Whodunit

Personal inquiry turns to urban odyssey.

NEW YORK’S FULL of implausible stories, related in bars and on park benches to listeners bored, drunk, indifferent, and incredulous. How do you know which to believe? Does it even matter if you believe any of them? Sometimes their sheer outrageousness is enough to hold your interest—even when they sound suspiciously familiar.


URBANIA

directed by Jon Shear with Dan Futterman, Matt Keeslar, and Alan Cumming opens September 22 at Broadway Market


Urban folklore was the basis for the original 1995 Daniel Reitz play on which Urbania is loosely based, and here each unlikely tale—like the myths, legends, and fairy tales of yore—provides a means of containing and explaining our fears and desires. No matter how powerless we are, these fictions give us a reassuring sense of control over the world.

So it is with Charlie (Dan Futterman), the initially unnamed protagonist of this grainy, low-budget feature. He seems a kind, sympathetic listener, with patience for the far-fetched stories he hears throughout the film—all of which are illustrated for us. We intermittently glimpse a sexually voracious woman who preys on naive men, vacation photos from a spoiled trip, a damp poodle in need of drying, and a faded old barfly (Barbara Sukowa of Rosa Luxemburg) searching for a brief thrill. All these stories sound familiar, to Charlie as well as us, but the distinction between them and his own real life is blurred by Urbania‘s intentionally disorienting, jump-cut style. Meanwhile, Charlie strikes up a friendship with a damaged street person on his stoop (Lothaire Bluteau of Jesus of Montreal), whose tales of woe seem more genuine.

As Charlie’s own story gradually emerges between these overlapping narratives, the inventive Urbania consistently unbalances and surprises the viewer; yet its unpredictable conclusion is still rooted in commonplace outrage and stereotypical villainy. Charlie’s called “a mystery man,” but he’s also a volatile detective whose investigations take on a nasty edge. “Good things happen to the people that deserve them,” a dumb blonde tells him, and Urbania strains at Significance in overturning her moral certainty. But c’mon—are undeserved suffering and injustice so surprising in this cynical world? “Your life can change in a second,” Charlie says in portentous voice-over, as he authors his own progressively darker urban folktale.

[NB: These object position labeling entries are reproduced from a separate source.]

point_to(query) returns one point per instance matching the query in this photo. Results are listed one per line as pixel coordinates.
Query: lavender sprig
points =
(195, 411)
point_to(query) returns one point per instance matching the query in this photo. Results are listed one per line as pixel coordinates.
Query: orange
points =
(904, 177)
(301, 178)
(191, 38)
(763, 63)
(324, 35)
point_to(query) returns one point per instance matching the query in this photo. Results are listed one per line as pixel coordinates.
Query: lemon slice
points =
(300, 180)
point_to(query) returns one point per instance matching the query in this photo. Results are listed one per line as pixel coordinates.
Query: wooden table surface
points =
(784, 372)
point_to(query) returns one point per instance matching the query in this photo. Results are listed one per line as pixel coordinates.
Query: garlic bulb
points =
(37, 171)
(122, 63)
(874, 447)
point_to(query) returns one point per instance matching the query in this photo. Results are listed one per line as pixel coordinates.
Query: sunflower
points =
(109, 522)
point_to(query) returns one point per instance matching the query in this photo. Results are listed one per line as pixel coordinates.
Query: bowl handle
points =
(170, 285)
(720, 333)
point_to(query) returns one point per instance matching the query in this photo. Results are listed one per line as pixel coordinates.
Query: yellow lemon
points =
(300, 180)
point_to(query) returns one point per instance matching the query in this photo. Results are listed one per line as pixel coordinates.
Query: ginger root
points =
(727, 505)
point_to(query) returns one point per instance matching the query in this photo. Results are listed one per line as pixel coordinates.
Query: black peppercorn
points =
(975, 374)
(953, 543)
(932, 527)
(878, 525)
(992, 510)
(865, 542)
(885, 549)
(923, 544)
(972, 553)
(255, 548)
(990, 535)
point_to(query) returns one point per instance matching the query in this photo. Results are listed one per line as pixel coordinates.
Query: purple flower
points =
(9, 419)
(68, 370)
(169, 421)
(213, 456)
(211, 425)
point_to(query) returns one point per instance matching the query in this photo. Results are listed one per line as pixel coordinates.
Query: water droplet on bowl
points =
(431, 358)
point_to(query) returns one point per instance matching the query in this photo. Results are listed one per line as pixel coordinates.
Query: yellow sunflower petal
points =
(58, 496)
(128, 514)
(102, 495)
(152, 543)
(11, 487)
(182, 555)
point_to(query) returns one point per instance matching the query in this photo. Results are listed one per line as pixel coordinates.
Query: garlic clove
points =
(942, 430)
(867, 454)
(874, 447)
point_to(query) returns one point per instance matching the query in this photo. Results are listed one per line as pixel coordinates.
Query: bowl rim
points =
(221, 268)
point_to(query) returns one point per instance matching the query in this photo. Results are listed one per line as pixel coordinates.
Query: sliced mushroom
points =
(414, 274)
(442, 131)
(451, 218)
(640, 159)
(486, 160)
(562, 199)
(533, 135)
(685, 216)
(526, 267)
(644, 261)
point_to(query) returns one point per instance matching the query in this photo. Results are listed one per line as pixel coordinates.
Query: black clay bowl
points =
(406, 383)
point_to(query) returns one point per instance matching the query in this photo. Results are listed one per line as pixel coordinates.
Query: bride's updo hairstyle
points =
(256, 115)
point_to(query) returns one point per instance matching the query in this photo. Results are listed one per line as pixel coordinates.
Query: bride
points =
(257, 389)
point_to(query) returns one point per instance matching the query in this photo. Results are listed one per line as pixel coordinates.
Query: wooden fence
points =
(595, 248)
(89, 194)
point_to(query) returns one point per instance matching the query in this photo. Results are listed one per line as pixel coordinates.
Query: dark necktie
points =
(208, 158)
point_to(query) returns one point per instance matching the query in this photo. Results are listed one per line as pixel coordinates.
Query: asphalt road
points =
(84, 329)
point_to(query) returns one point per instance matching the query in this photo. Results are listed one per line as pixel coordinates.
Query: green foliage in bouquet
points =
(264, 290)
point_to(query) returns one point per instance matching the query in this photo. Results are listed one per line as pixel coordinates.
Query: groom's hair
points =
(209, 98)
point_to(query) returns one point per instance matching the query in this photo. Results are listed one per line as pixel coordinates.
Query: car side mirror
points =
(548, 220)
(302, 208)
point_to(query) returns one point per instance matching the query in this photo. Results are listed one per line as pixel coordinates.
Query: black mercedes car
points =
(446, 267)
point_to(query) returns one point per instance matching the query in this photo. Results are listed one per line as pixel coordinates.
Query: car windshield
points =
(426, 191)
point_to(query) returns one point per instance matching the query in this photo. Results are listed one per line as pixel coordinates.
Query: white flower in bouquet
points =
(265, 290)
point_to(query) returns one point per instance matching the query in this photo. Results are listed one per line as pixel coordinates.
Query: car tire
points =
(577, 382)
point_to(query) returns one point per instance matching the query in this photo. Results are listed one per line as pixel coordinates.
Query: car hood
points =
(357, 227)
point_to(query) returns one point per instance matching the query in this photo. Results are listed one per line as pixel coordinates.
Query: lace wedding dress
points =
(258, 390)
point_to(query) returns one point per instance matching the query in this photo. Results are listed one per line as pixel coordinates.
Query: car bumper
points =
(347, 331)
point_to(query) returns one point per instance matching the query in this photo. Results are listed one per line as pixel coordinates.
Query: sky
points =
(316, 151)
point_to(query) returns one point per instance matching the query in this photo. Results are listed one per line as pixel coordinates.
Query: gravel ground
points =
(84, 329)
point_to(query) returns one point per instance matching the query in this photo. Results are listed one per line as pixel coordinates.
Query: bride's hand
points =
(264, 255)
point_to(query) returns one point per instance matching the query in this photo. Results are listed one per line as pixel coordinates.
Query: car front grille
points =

Urbania‘s all-star indie cast acquits itself well (although Titus‘ Alan Cumming gets stuck with the most hackneyed of characters), befitting a small, smart, focused production. Futterman deservedly earned acting honors at SIFF this June and the film has picked up several festival awards. Urbania never escapes its stage origins and conceits, but it also pushes them about as far as they can be stretched.

IN SEATTLE RECENTLY, director John Shear explained how “we tend to make archetypes about each other” in our daily lives, which corresponds to our initial perception of Charlie. “We make assumptions about him. He is constantly making us reevaluate how we size people up,” says the Harvard-educated director. The audience’s own growing understanding of Charlie corresponds to his investigation of a mysterious stranger. “We are to Charlie as he is to that man,” notes Shear—both doing detective work.

He adds that Urbania‘s plot is accordingly “built upon a series of revelations” that shouldn’t be divulged in advance to filmgoers. It’s a relationship analogous to what he calls “the compact” of relating hoary urban folktales themselves. “[The movie] is very much about the telling of them and the hearing of them,” Shear elaborates. Their point “is not to scare you, [but] to convince you that this really happened.” He continues, “They’re not so much about the bogeyman. These tales tend not to be about the horrible person; they tend to be about the victim.”

Finally, Shear notes, the traditional function of folklore and horror stories is to harness our unruly unconscious impulses into an acceptable structure. “The repressed and the transgression of boundaries . . . are as much about sexuality as they are about narrative.”